For the first time the country trusts a woman, young too
Center-left program based on ending austerity and comabatting corruption
She must take the position of the Prime Minister who is in the midst of a corruption scandal, raise the economy out of collapse, and be successful in the undertaking of calming a social climate ripe with demonstrations and protests in the town squares. Not only. The potential new Prime Minister of Slovenia will also have an important little responsibility: that of being the first female Prime Minister in the history of the country. The arduous task is for Alenka Bratušek: never has another woman arrived to the seat as a government leader in the brief history of independent Slovenia.
42, young, long brown hair – Alenka is a financial expert and head of the main centre-left opposition party Positive Slovenia but she is also a wife and mother of two children. She has a degree in Natural Sciences and Technology and a Masters in Management. The PM candidate has held various positions in public administration but she only entered her actual political life 2 years ago. She began alongside the Governor of Ljubljana, Zoran Janković, in the Positive Slovenia Party, founded for the December 2011 elections. After accusations in January of financial embezzlement, Janković pulled himself out, leaving the reins of the party just to her.
Previously from 2006 she was City Councilwoman for Kranj, her hometown situated near Ljubljana with a population of 55,000. Elected among the Liberal Democrats, Bratušek was part of several pro-market parties before joining Positive Slovenia. “It was not an easy decision to go into politics; it is not a highly esteemed profession,” she herself says on the Positive Slovenia website. The reference is to the obscure image of the corruption scandals that buried several politicians of the country. “I hope and believe – she concludes though – that we can improve this image.”

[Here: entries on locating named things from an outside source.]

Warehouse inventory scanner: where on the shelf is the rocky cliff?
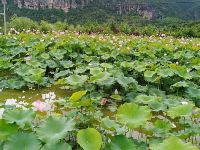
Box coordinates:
[14,0,92,12]
[14,0,155,20]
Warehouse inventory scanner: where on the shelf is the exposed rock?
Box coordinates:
[14,0,91,12]
[14,0,155,20]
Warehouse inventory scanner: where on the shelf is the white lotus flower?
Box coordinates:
[5,99,17,106]
[181,102,188,105]
[0,108,5,119]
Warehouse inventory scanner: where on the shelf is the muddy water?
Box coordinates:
[0,86,71,103]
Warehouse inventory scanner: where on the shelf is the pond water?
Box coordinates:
[0,86,71,103]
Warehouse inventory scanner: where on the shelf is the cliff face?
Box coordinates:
[14,0,155,20]
[14,0,92,12]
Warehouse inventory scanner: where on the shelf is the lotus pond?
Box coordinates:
[0,32,200,150]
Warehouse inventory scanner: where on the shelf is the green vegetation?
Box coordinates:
[0,32,200,150]
[1,17,200,37]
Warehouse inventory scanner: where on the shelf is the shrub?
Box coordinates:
[9,17,38,32]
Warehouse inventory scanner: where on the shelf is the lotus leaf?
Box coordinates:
[144,70,156,78]
[116,76,137,88]
[101,117,120,131]
[69,91,87,102]
[134,95,162,104]
[60,60,74,69]
[167,104,194,118]
[3,133,41,150]
[36,117,75,143]
[117,103,151,129]
[187,88,200,99]
[77,128,102,150]
[172,81,189,88]
[41,142,72,150]
[106,135,146,150]
[110,94,122,101]
[0,120,18,141]
[3,109,35,128]
[66,74,88,86]
[150,137,198,150]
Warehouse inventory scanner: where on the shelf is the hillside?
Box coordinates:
[1,0,200,24]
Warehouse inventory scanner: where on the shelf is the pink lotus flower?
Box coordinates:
[101,98,108,106]
[32,100,51,112]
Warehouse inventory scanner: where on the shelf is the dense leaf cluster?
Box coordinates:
[0,33,200,150]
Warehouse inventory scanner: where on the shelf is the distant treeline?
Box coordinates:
[1,17,200,37]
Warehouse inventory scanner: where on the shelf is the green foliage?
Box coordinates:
[117,103,151,129]
[0,31,200,150]
[3,132,41,150]
[37,117,75,143]
[9,17,38,32]
[106,135,146,150]
[151,137,198,150]
[77,128,102,150]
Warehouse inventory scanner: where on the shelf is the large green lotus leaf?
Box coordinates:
[0,119,18,141]
[116,76,137,88]
[50,49,67,60]
[117,103,151,129]
[3,109,35,128]
[150,137,198,150]
[72,99,92,107]
[156,68,174,78]
[41,142,72,150]
[144,70,156,78]
[106,135,146,150]
[152,120,171,137]
[100,63,113,69]
[36,117,75,143]
[90,67,103,75]
[69,91,87,102]
[149,102,167,112]
[77,128,102,150]
[167,104,194,118]
[187,88,200,99]
[4,133,41,150]
[90,72,111,83]
[28,68,45,75]
[101,117,120,131]
[66,74,88,86]
[172,81,189,88]
[14,64,32,76]
[134,95,162,104]
[60,60,74,69]
[7,79,25,89]
[54,70,71,80]
[26,59,41,68]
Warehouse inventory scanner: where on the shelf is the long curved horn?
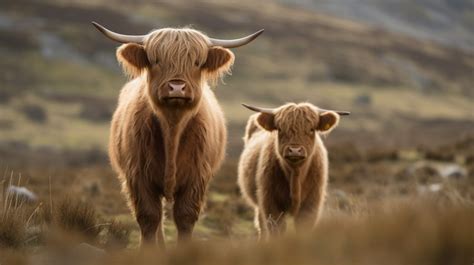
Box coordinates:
[242,103,275,114]
[92,22,146,44]
[209,29,264,48]
[319,109,351,116]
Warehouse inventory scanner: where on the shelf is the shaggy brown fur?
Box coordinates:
[109,29,234,246]
[238,103,339,236]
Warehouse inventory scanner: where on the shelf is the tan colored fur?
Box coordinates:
[238,103,339,236]
[109,29,234,245]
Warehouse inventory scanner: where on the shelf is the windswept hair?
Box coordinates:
[275,103,319,133]
[145,28,234,85]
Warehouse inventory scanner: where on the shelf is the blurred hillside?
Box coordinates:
[279,0,474,52]
[0,0,474,160]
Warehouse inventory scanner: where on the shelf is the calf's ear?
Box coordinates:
[117,43,150,78]
[257,112,276,131]
[203,47,234,74]
[317,111,339,132]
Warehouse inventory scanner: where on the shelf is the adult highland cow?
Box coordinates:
[238,103,349,237]
[93,23,262,246]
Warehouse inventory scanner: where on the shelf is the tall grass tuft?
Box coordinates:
[53,198,102,242]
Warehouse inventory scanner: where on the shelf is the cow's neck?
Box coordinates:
[278,158,310,214]
[157,104,196,201]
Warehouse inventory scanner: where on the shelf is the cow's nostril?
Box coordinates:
[168,82,186,92]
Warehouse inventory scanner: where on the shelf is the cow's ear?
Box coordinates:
[117,43,150,78]
[317,111,339,132]
[203,47,234,73]
[257,113,276,131]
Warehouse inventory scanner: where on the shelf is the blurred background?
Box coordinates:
[0,0,474,256]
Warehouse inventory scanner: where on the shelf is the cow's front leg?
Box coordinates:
[259,194,286,239]
[130,179,165,248]
[173,184,205,243]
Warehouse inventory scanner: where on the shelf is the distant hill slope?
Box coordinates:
[0,0,474,155]
[279,0,474,51]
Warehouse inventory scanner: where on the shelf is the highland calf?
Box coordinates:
[238,103,349,237]
[94,23,262,246]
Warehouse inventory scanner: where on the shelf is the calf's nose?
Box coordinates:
[168,81,186,96]
[288,146,305,156]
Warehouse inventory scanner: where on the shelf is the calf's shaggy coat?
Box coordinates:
[238,103,347,237]
[94,24,259,246]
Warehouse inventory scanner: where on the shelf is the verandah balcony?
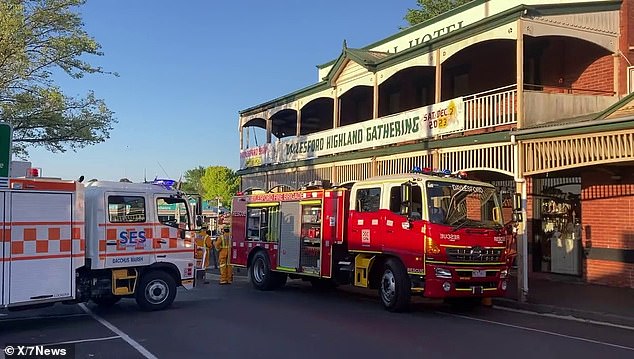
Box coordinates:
[241,84,618,168]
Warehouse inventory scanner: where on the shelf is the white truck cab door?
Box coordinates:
[100,192,155,268]
[154,194,195,279]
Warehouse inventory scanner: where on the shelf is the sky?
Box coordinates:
[23,0,416,182]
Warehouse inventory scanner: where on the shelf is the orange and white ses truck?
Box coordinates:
[231,168,521,311]
[0,177,202,310]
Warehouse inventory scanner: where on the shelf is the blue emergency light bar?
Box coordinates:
[152,178,176,189]
[412,166,467,179]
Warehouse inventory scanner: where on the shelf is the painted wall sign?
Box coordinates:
[240,98,465,168]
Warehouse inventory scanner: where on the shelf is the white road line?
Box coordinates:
[79,303,158,359]
[207,273,249,282]
[493,305,634,331]
[437,312,634,351]
[0,313,87,323]
[45,335,121,346]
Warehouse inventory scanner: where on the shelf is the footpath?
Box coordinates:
[207,267,634,328]
[493,277,634,328]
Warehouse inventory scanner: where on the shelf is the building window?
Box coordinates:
[108,196,145,223]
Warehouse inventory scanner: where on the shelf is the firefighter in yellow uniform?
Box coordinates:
[215,225,233,284]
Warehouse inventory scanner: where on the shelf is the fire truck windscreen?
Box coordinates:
[427,181,503,229]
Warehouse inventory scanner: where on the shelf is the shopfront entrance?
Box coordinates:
[531,177,582,276]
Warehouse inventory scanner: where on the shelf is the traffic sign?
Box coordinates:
[0,123,12,178]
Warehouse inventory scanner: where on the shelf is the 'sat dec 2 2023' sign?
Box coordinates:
[240,98,465,168]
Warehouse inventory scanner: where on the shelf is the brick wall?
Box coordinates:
[581,167,634,288]
[572,55,614,94]
[619,0,634,94]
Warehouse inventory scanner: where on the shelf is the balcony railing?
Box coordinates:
[463,84,517,131]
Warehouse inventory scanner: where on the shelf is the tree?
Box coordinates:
[181,166,205,196]
[405,0,473,25]
[0,0,118,158]
[201,166,240,207]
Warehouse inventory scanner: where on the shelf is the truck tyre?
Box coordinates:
[249,251,278,290]
[379,258,411,312]
[134,270,176,311]
[92,295,122,308]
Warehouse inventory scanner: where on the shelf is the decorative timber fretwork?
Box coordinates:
[521,129,634,176]
[376,151,432,175]
[438,143,516,176]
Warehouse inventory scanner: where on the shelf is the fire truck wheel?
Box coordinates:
[379,258,411,312]
[134,270,176,311]
[249,251,276,290]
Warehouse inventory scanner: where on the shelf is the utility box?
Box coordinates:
[9,161,31,178]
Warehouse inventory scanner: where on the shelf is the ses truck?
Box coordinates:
[230,168,521,311]
[0,177,199,310]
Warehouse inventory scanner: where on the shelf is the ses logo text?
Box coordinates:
[119,231,147,247]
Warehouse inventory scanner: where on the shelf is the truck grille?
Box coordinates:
[445,247,502,262]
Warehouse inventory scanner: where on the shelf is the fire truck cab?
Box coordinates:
[231,169,521,311]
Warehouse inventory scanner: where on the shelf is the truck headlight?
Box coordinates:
[442,282,451,292]
[436,268,451,279]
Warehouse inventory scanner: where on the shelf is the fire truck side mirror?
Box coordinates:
[513,193,522,212]
[401,182,412,217]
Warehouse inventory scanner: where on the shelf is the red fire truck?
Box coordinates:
[230,168,521,311]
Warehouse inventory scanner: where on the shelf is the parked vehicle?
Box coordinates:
[231,169,521,311]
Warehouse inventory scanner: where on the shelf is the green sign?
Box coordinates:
[0,123,11,177]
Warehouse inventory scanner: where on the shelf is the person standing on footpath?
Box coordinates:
[215,225,233,284]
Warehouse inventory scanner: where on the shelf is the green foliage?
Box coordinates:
[405,0,473,25]
[0,0,117,158]
[201,166,240,205]
[181,166,206,196]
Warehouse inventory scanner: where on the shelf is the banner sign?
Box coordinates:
[240,98,465,168]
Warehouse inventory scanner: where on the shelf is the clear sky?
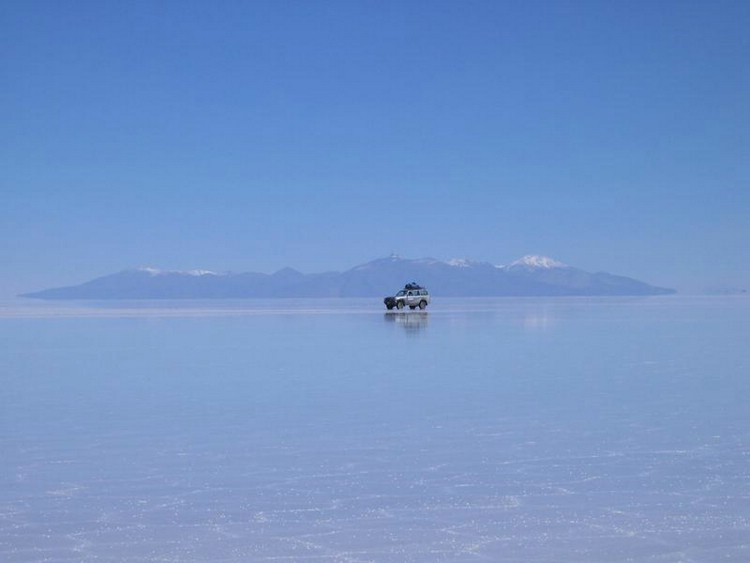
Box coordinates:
[0,0,750,296]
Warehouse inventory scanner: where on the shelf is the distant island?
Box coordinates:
[21,255,675,299]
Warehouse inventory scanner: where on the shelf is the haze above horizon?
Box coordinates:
[0,1,750,297]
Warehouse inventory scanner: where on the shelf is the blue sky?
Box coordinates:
[0,0,750,296]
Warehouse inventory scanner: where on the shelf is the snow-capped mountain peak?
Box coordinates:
[136,266,221,277]
[511,254,567,270]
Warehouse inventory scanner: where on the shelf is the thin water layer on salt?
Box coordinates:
[0,298,750,562]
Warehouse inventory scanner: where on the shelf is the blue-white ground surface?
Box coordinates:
[0,297,750,563]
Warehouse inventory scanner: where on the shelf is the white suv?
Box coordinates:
[383,283,430,311]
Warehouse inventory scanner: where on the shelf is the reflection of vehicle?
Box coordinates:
[383,283,430,310]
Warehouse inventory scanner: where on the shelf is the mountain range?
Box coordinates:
[22,255,675,299]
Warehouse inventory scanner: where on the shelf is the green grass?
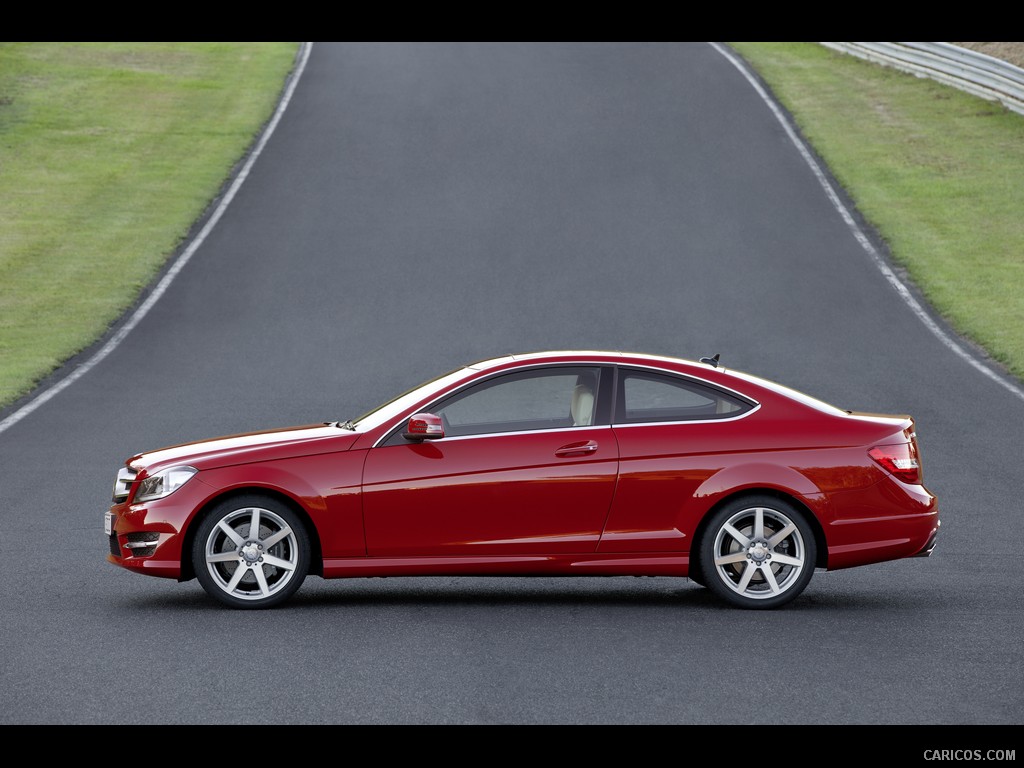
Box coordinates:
[0,43,298,407]
[730,43,1024,377]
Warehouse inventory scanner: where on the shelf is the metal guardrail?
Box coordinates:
[821,43,1024,115]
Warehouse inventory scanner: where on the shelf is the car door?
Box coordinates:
[598,367,757,553]
[362,366,617,557]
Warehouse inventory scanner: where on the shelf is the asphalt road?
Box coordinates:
[0,43,1024,733]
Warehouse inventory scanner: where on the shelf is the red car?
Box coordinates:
[104,351,939,608]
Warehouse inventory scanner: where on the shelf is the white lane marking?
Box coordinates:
[711,43,1024,400]
[0,43,312,432]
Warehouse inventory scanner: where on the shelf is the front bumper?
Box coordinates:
[103,481,210,581]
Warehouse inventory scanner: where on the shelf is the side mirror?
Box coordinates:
[402,414,444,442]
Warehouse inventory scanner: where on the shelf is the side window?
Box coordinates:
[615,370,753,424]
[433,368,599,436]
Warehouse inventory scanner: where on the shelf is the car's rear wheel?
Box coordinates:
[193,496,309,608]
[700,497,817,608]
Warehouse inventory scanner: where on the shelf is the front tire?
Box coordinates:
[700,497,817,608]
[193,496,310,608]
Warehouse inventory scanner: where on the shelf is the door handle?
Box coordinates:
[555,440,597,456]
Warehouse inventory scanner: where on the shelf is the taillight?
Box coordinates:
[867,442,921,485]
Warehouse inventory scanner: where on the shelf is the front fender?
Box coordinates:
[693,462,831,523]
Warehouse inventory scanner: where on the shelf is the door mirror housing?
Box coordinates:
[402,414,444,442]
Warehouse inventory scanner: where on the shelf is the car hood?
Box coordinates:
[125,424,359,474]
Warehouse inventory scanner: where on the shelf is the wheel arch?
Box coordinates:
[178,485,324,582]
[689,486,828,573]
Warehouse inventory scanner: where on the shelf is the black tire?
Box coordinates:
[191,495,310,609]
[700,496,817,609]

During the reign of the MEP’s in 2008, when we had not attained a mandate, Alenka Bratušek described herself as “a woman who knows what she wants, decisive, direct and who is not capable of lying and make false promises.” To the Slovenian citizens, today she assure above all she will say no to austerity, no to cuts and no to corruption. On the basis of these three issues the Parliament of Ljubljana gave her the go ahead to form a new government after the vote of no confidence for Janez Janša.
For her now the first challenge is to be able to come to an agreement with the parties to start a new government within 15 days. Zoran Janković was unable to achieve this objective at the beginning of 2012, thus leaving the task of forming a government to his opponent.
The road is uphill but at least achieving political stability, in such a complicated economic time, would be a fundamental achievement, as Sir Graham Watson, President of the Alliance of Liberals and Democrats for Europe, reminds us. “Slovenia cannot afford to be worried about a political crisis; it cannot allow itself to lose the citizens’ confidence.” And to the new government Watson hopes for stability in order to “enact the political and economic reforms necessary to manage the difficult economic challenges.”